A four-story building overlooked one side, with plenty of vantage sites for sharpshooters. The mansion’s windows were not bullet-resistant polycarbonate glass and the owners had refused to allow us to replace the window glass in the room where Leo would be delivering his speech—the Grand Ballroom, with its white Italian sandstone fireplace, European tile, Doric columns, Irish linen wall hangings, and, of course, the grand piano. And lots of windows. Traffic was permitted on every street around Elms Mansion, and the powers that be in NOLA had refused to shut down the side streets even if it meant better safety for the citizens. Stupid city ordinances. All it would take was one inciting incident and this would FUBAR all the way, dead citizens and a witch/vamp war.

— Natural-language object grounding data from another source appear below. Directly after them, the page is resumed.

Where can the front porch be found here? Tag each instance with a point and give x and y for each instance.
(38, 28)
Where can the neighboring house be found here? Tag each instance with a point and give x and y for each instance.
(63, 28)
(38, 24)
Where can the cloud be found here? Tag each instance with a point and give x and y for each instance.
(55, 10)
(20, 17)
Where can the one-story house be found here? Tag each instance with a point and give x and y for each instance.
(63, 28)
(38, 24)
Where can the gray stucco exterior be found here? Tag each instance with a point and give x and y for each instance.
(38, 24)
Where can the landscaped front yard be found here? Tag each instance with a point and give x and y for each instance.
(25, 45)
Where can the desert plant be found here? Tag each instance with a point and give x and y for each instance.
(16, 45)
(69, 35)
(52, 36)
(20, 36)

We parked on a side street and knocked politely on the front door for our official visit. The previous discussions and tour had been all online, so the meet and greet and real-time walk-through were essential. The woman who answered was tall, middle-aged, graceful, and elegant. Instantly I felt like a knobby-kneed teenaged girl with broccoli in her teeth. Oh, crap. I had forgotten to brush my teeth. I kept my lips tight against them as I said, “Jane Yellowrock and my partner at Yellowrock Securities, Eli Younger, ma’am.” Eli handed her one of our business cards, gave a little half bow, which was a real classy maneuver. I’d never have thought of it.